Artikel 4 De sturing van de organisatie

  • 1.

    Alle bevoegdheden van het college op het gebied van personeel en organisatie zijn gemandateerd aan de gemeentesecretaris, met uitzondering van:

    • a.

      vaststellen van de hoofdstructuur van de ambtelijke organisatie;

    • b.

      benoeming in vaste of tijdelijke dienst van concerndirecteuren en de concerncontroller;

    • c.

      bevoegdheden die steunen op een regeling die zich tegen mandatering verzet;

    • d.

      bevoegdheden die in dit besluit zijn belegd.

  • 2.

    De gemeentesecretaris wordt toegestaan terzake van het in lid 1 genoemde mandaat, ondermandaat te verlenen.

  • 3.

    In de gevallen waarin de gemeentesecretaris, of de ondergemandateerden gebruik maken van het aan hen verleende (onder)mandaat worden de desbetreffende stukken voorzien van de ondertekeningsformule opgenomen in bijlage 2 bij dit Organisatiebesluit.

  • 4.

    Voor de toepassing van de leden 1, 2 en 3 van dit artikel wordt met (onder)mandaat gelijkgesteld de verlening van volmacht en machtiging.

  • 5.

    Aan het ondermandaat is gekoppeld het ondertekenen van besluiten en overeenkomsten die uit de toepassing van de bevoegdheden voortvloeien.

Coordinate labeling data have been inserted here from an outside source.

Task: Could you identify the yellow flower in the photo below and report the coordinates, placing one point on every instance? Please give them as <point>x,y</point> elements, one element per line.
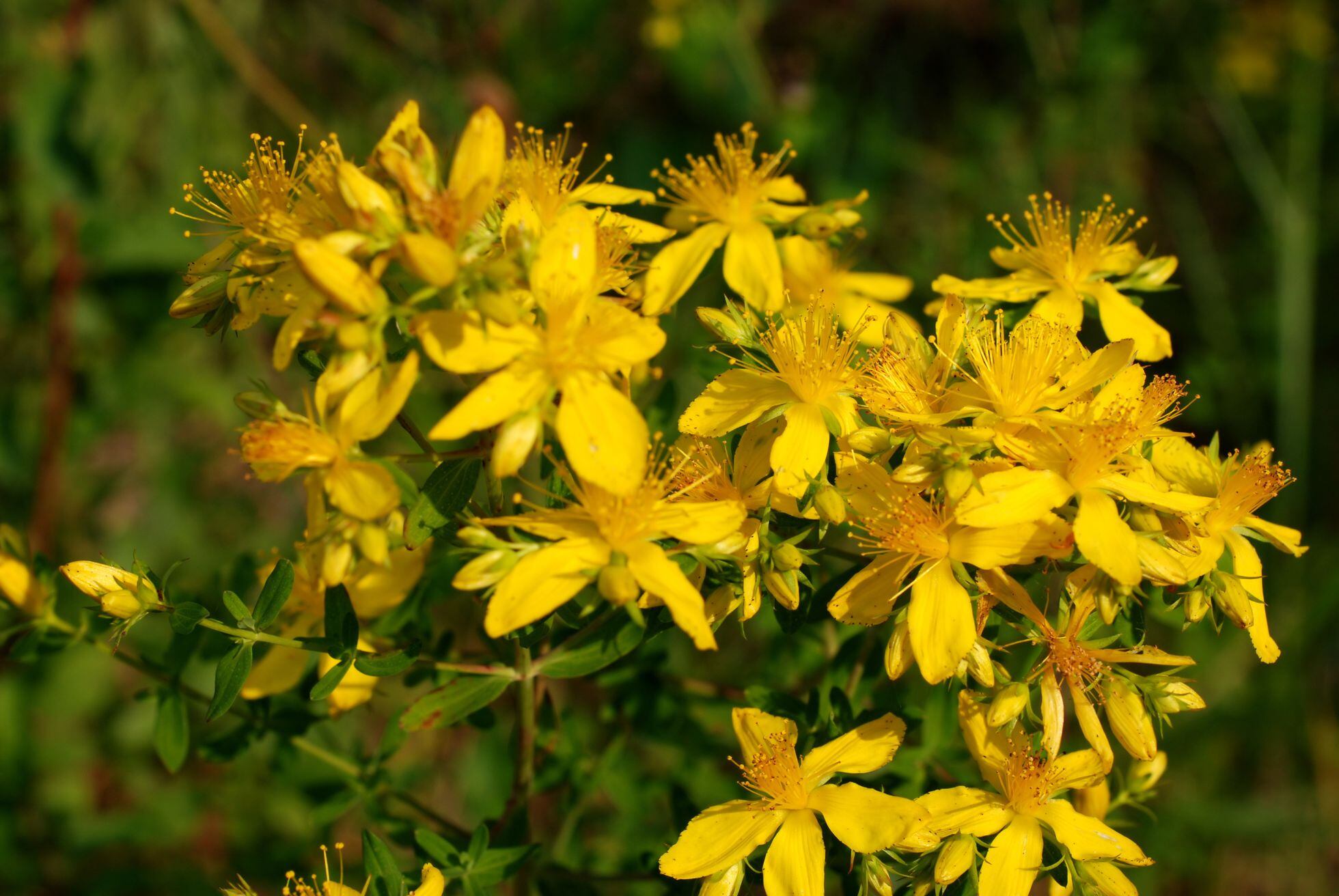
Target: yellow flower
<point>790,796</point>
<point>542,181</point>
<point>602,529</point>
<point>911,537</point>
<point>1062,271</point>
<point>1023,808</point>
<point>1083,667</point>
<point>1237,486</point>
<point>287,443</point>
<point>580,346</point>
<point>806,367</point>
<point>728,199</point>
<point>810,270</point>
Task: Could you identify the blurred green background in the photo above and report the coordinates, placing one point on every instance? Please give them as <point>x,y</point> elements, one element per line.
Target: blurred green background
<point>1215,120</point>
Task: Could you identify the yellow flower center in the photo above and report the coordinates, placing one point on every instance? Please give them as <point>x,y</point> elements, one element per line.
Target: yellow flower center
<point>1050,245</point>
<point>774,774</point>
<point>726,186</point>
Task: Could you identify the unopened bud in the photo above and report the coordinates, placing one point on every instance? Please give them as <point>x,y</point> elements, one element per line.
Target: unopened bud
<point>500,307</point>
<point>1129,717</point>
<point>430,259</point>
<point>784,587</point>
<point>831,505</point>
<point>899,656</point>
<point>618,585</point>
<point>1007,705</point>
<point>817,225</point>
<point>786,556</point>
<point>1176,697</point>
<point>1145,774</point>
<point>870,440</point>
<point>955,858</point>
<point>206,294</point>
<point>484,571</point>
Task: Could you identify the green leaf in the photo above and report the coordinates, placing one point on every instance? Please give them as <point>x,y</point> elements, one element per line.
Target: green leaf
<point>171,730</point>
<point>184,618</point>
<point>443,494</point>
<point>452,702</point>
<point>340,619</point>
<point>331,680</point>
<point>382,664</point>
<point>230,675</point>
<point>379,864</point>
<point>237,608</point>
<point>273,593</point>
<point>615,638</point>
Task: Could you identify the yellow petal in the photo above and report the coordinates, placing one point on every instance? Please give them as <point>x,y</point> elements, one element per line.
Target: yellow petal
<point>1012,860</point>
<point>602,433</point>
<point>477,168</point>
<point>965,809</point>
<point>662,578</point>
<point>733,400</point>
<point>941,623</point>
<point>463,344</point>
<point>678,266</point>
<point>1245,565</point>
<point>753,266</point>
<point>800,451</point>
<point>867,599</point>
<point>542,582</point>
<point>867,820</point>
<point>1011,546</point>
<point>1010,497</point>
<point>700,522</point>
<point>1088,837</point>
<point>719,837</point>
<point>505,393</point>
<point>1122,320</point>
<point>795,863</point>
<point>863,749</point>
<point>1105,539</point>
<point>756,730</point>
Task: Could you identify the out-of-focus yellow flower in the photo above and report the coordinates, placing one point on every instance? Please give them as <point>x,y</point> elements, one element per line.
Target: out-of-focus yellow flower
<point>577,348</point>
<point>277,447</point>
<point>1023,811</point>
<point>601,529</point>
<point>1062,270</point>
<point>912,539</point>
<point>732,199</point>
<point>812,271</point>
<point>792,793</point>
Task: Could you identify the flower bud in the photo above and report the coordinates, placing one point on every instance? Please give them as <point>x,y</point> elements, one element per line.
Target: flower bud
<point>484,571</point>
<point>899,656</point>
<point>786,556</point>
<point>1093,801</point>
<point>870,440</point>
<point>516,441</point>
<point>725,326</point>
<point>206,294</point>
<point>430,259</point>
<point>1145,774</point>
<point>1174,697</point>
<point>784,587</point>
<point>618,585</point>
<point>817,225</point>
<point>831,505</point>
<point>1129,718</point>
<point>1007,705</point>
<point>1196,604</point>
<point>955,858</point>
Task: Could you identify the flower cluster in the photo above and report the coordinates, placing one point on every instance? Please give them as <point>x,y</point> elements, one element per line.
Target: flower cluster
<point>1006,499</point>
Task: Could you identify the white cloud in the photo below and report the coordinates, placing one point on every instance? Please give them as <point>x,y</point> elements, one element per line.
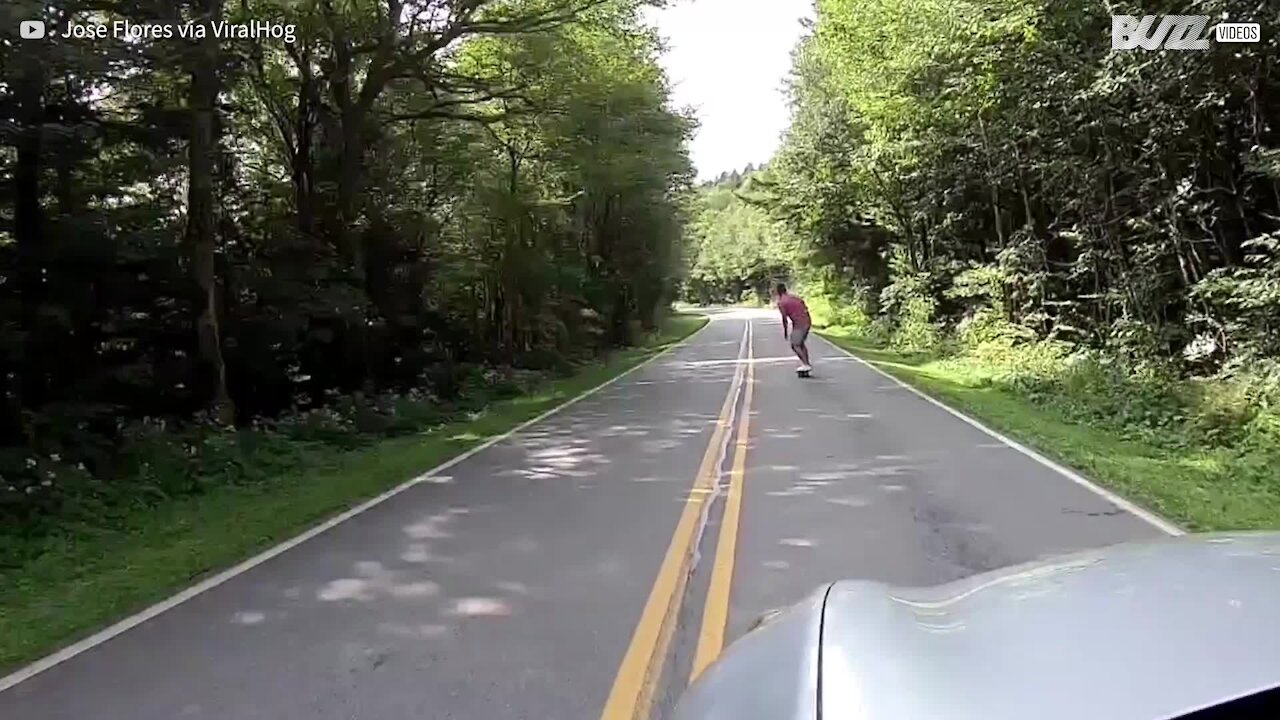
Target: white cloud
<point>728,60</point>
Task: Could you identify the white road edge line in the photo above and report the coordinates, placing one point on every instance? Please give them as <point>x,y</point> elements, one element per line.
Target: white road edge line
<point>213,582</point>
<point>1129,506</point>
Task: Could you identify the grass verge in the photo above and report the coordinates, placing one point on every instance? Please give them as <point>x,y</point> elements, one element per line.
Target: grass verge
<point>83,582</point>
<point>1200,488</point>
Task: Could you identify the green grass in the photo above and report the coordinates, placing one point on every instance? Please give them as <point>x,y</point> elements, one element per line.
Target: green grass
<point>83,582</point>
<point>1200,488</point>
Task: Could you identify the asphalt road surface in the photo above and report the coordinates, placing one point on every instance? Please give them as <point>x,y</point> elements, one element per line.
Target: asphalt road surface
<point>586,566</point>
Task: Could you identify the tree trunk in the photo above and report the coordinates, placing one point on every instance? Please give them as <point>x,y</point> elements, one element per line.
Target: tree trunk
<point>201,223</point>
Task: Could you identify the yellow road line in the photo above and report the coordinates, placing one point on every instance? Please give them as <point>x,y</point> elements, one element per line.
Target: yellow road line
<point>631,696</point>
<point>711,639</point>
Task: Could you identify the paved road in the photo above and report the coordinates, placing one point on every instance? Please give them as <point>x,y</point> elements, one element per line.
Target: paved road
<point>574,570</point>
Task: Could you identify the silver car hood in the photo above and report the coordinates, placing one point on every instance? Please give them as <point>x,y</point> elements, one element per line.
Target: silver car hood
<point>1134,632</point>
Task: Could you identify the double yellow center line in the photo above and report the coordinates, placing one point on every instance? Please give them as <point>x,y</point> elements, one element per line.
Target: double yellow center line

Artikel 5 Mandaat en ondermandaat

  • 1.

    Het college verleent mandaat aan de gemeentesecretaris tot het nemen van besluiten en het afdoen van zaken die verband houden met en voortvloeien uit de verantwoordelijkheid die de concerndirectie draagt voor het dagelijks beheer van de organisatie. Welk beheer omvat:

    • a.

      het ambtelijk opdrachtgeverschap voor de voorbereiding, uitvoering en verantwoording van begrotingsprogramma’s,

    • b.

      het ambtelijk opdrachtgeverschap voor op concernniveau belegde opgaven, programma's en projecten en

    • c.

      de verantwoordelijkheid voor het functioneren en presteren van de organisatie die onder hun directievoering zijn geplaatst.

  • 2.

    De gemeentesecretaris wordt toegestaan terzake het in lid 1 genoemde mandaat, ondermandaat te verlenen.

  • 3.

    In de gevallen waarin gebruik wordt gemaakt van het in lid 1 en 2 verleende (onder)mandaat, worden de desbetreffende stukken voorzien van de ondertekeningsformule opgenomen in bijlage 1 van dit besluit.

  • 4.

    De gemeentesecretaris kan ten aanzien van het bepaalde in dit artikel nadere aanwijzingen geven.

Artikel 6 Voorwaarden waaronder (onder)mandaat wordt verleend

  • 1.

    Het ingevolge artikel 4 en 5 verleende (onder)mandaat is niet van toepassing, waardoor het college bevoegd blijft:

    • a.

      Op zaken die politiek gevoelig zijn;

    • b.

      Op zaken die een beslissing vergen die zou afwijken van het dan toe door het gemeentebestuur gevoerde beleid;

    • c.

      Op zaken die een beslissing vergen die zou afwijken van een advies waarvan het inwinnen ingevolge wettelijk voorschrift dan wel ingevolge een gemeentelijke richtlijn verplicht is;

    • d.

      Op zaken die een beslissing vergen die leidt tot overschrijding van het voor deze beslissing(en) aan de gemandateerde beschikbaar staande budget;

    • e.

      Beslissingen om de raad een voorstel te doen;

    • f.

      Op zaken die de vaststelling van algemeen verbindende voorschriften vragen, alsmede op de vaststelling van beleidsregels, tenzij het regels betreffen ten aanzien van de ambtelijke organisatie, met uitzondering van de griffie;

    • g.

      Op zaken die het nemen van een besluit vergen waarvoor is bepaald dat dit genomen moet worden met versterkte meerderheid of waarvan de aard van de bevoegdheid zich verzet tegen het nemen van een besluit krachtens mandaat.

    • h.

      Op besluiten die wettelijk onderworpen zijn aan goedkeuring.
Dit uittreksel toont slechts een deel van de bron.